Cabinet Okays Constitutional Bill to Scrap Meciar's Amnesties

Cabinet Okays Constitutional Bill to Scrap Meciar's Amnesties

Bratislava, March 15 (TASR) – An amendment to the Slovak Constitution and a constitutional proposal to revoke the so-called Vladimir Meciar’s amnesties garnered the support of the Government on Wednesday, which also passed proposals for them to be deliberated by Parliament via a fast-tracked procedure.

The new changes are designed to empower Parliament to veto controversial amnesties and pardons issued by a president in case of that president’s “individual failure”. The decision of lawmakers must be affirmed within 60 days by the Constitutional Court. Under these new constitutional rules, the Cabinet plans to shepherd through Parliament a bill to revoke Meciar’s amnesties as well as the pardon issued by former president Michal Kovac [1993-98] to his own son at the session in March.

The legislation is designed to invest in Parliament legal power to revoke an amnesty and presidential pardon and to entitle the Constitutional Court to look into the constitutionality of such an abrogation by Parliament as well as the constitutionality of the amnesty and presidential pardon in question.

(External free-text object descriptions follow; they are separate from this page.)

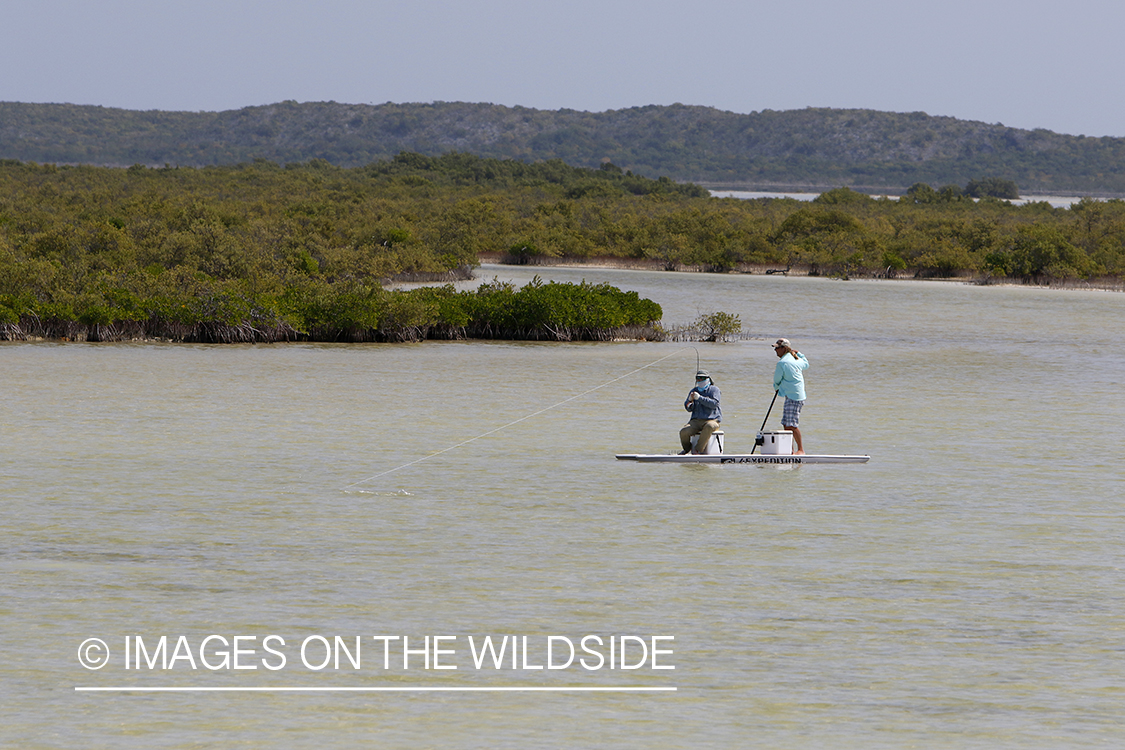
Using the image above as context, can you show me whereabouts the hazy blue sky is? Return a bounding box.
[4,0,1123,136]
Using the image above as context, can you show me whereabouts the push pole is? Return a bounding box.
[751,390,779,454]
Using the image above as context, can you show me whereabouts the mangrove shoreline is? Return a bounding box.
[4,153,1125,345]
[480,254,1125,292]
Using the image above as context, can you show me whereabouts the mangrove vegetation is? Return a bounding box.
[1,152,1124,342]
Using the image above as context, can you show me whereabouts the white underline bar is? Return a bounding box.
[75,686,677,692]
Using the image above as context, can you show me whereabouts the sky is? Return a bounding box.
[3,0,1124,137]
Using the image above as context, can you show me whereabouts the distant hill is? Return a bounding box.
[3,101,1125,194]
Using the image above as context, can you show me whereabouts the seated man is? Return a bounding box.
[679,370,722,454]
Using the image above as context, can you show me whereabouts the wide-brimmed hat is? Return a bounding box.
[695,370,710,379]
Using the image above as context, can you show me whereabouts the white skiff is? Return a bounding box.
[615,452,869,465]
[616,430,868,465]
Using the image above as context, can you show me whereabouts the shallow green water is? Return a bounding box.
[2,269,1123,748]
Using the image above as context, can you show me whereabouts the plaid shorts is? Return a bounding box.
[782,398,804,426]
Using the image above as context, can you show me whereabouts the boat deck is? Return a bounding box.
[615,453,869,464]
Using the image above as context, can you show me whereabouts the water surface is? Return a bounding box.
[2,270,1123,748]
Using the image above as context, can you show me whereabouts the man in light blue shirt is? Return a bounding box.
[772,338,808,455]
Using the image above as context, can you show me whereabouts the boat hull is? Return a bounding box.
[615,453,869,465]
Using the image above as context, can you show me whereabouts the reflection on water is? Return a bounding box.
[2,270,1123,748]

Justice Minister Lucia Zitnanska (Most-Hid) called the bills a gesture of willingness to scrap Meciar’s 1998 amnesties. “Any solution at this stage requires 90 votes [a constitutional majority not commanded by the coalition alone – ed.note] and that is crucial,” she emphasised. “We all know that we find ourselves in an unorthodox situation because Meciar’s amnesties caused an unorthodox situation, which calls only for unorthodox solutions. Hence, any solution whatsoever will be unorthodox, and the only way to go lies in a solution backed by 90 lawmakers.”

Meciar’s amnesties relate both to the 1995 kidnapping of Michal Kovac Jr. and the murder in 1996 of Robert Remias, who served as a contact for a key witness of the abduction.